6.4. Telephone Keypad Shortcuts Despite the potential richness of the conversational interface, we found that many users requested telephone keypad (also referred to as DTMF) shortcuts to frequently used functions. This was to support their needs for privacy (if using the system in a public setting), as well as to be considerate to the people around them. The DTMF input is also very useful when traveling through areas with low cell phone signal, because a distorted acoustic signal negatively impacts the accuracy of the speech recognition. The mapping of keys is shown in Table 2. The existing set covers all the commonly used functions within the application. As the application grows, we believe that a static mapping will be insufficient, and contextual information will need to be used in conjunction with the key to determine the nature of the request. For example, if a confirmation has just been presented to the user, keys 1 and 2 could be remapped to yes and no, respectively. Or, if the user has just listened to a list of five e-mail message headers, keys 1 through 5 could correspond to messages in that list. The difficult part of remapping the keys based on context is getting the user to understand and remember which key can be used for what.

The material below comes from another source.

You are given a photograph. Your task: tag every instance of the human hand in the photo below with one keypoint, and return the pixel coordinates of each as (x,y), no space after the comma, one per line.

7. INITIAL FIELD TRIAL The initial field trial started at the end of September 2000 and concluded in March 2001. Users were included in the trial as part of a team. Each team was lead by a CSL, who worked with us to define which team members would be included, because we limited each team to 10 people. Users were given a Web-enabled cell phone for text alerts as well as access to messages and calendar data. The user can decide based on his current context if a hands-free voice interface or a silent text interface is best suited for the moment. Users in this pilot were also given a PDA. The PDA was used for instant messaging (IM) to team members by means of the IBM SameTime server. When a user is mobile and in the field, it is not always possible to contact other team members even when they are in the office. This may be because the office-based person is on an extended telephone


397

call (e.g., conference call), has the phone in “do not disturb” mode, or is in a meeting and thus away from the phone. However, most of our users have IM software running on their laptops and the buildings are setup for wireless network access. Therefore, a team member who is in the field can always reach a colleague by IM. The office-based team member can respond by IM, even if currently on the phone, or can send e-mail with any requested information.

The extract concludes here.